While working at Ground Zero, Megan started Live From the WTC, a blog focused on economics, business, and cooking. She may or may not have been the first major economics blogger, depending on whether we are allowed to throw outlying variables such as Brad Delong out of the set. From there it was but a few steps down the slippery slope to freelance journalism. She has worked in various capacities for The Economist, where she wrote about economics and oversaw the founding of Free Exchange, the magazine's economics blog. She has also maintained her own blog, Asymmetrical Information, which moved to The Atlantic, along with its owner, in August 2007.

Megan holds a bachelor's degree in English literature from the University of Pennsylvania and an M.B.A. from the University of Chicago. After a lifetime as a New Yorker, she now resides in northwest Washington, D.C., where she is still trying to figure out what one does with an apartment larger than 400 square feet.

Dollar Worries: Hypocrisy or Crankery?

By Megan McArdle
Dec 8 2009, 9:49 AM ET Comment

Yglesias tries to distinguish between people who are worried about the declining dollar because they are cranks, and people who are worried about the declining dollar because it is a good stick with which to bash Barack Obama:

Now if you know someone who spent all of 2007 and the beginning of 2008 lambasting conservative economic policies for destroying the value of the dollar, and then who felt that good things were happening to the economy during the fall and winter of 2008, as reflected in the rise of the dollar, then you know someone who's a crazy crank. But he's a crazy crank who's earned the right to complain about Obama! But if you know someone who never mentioned the falling dollar in 2007, and never mentions today that the Obama-era "plummet" merely reflects a reversion to where things were before the financial panic, then you know a partisan crank.

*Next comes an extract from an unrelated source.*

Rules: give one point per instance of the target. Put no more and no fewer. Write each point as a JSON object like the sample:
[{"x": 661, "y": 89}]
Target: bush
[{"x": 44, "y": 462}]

As you all know, I do not much worry about the "weak dollar".  But while Yglesias' rule is correct, it is not very useful, because I am afraid that the dollar cranks now were mostly dollar cranks then.  Mr Yglesias wouldn't necessarily have much way of knowing, because they probably didn't spend a lot of time in his comments section, and I doubt he's an afficionado of conservative financial gurus.  But trust me:  they were going strong during the Bush administration.  There is simply a very substantial overlap between the groups of people who hate Barack Obama, and the groups of people who agonize over the relative value of the dollar.

It's like opposition to the war.  It's entirely true that the war became an excellent stick with which to bash George Bush.  But that was not actually the reason that most of the people who were against the war happened to also be people who hated George Bush.  Rather, the more reflexively pacifist you are, the more likely you are to be a member of the Democratic Party, or some group to the left of the Democratic Party.  The correspondence is not 1:1.  But it's close.